RIP SLB 14L: Remembering What We Loved to Hate

We’ve been living with Staff Legal Bulletin 14L since November 2021. I always respect the Staff and know they are doing their best to further the agency’s mission, so I imagine there was a positive intention in trying to make the no-action process more efficient. But this one landed like a lead balloon. John blogged at the time that the Bulletin:

rescinds Staff Legal Bulletins 14I, 14J and 14K, and effectively takes a sledgehammer to four years of interpretive guidance on the exclusion of ESG-related shareholder proposals from proxy statements. In doing so, the new SLB may open the door for the inclusion of a wide range of previously excludable ESG proposals.
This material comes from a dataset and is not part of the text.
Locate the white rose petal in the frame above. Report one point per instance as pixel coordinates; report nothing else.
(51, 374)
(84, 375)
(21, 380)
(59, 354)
There was even a dissenting statement from Commissioners Peirce and Roisman – pretty rare at the time, given the fact that these SLBs expressly aren’t approved or disapproved by the Commission. Commissioner Crenshaw has now also issued a statement on SLB 14M – but it’s (mostly) focused on the mid-season timing.

As predicted, things got wild during the 2022 proxy season, which was the first full season when SLB 14L was in effect. A record number of shareholder proposals went to a vote after being included in company proxy statements, and we experienced twists, turns, and “U-turns.” Obviously no-action responses are fact-specific, but companies were not finding many “good facts” when it came to no-action arguments.

Things stabilized a bit in the following years, after proponents experienced low support for prescriptive proposals. But peoples’ strong feelings about now-rescinded SLB 14L remained. SLB 14L prompted compromises & conversations that may not have happened otherwise – and some of those may have been worthwhile. But today, more than a few corporate folks are dancing on its grave.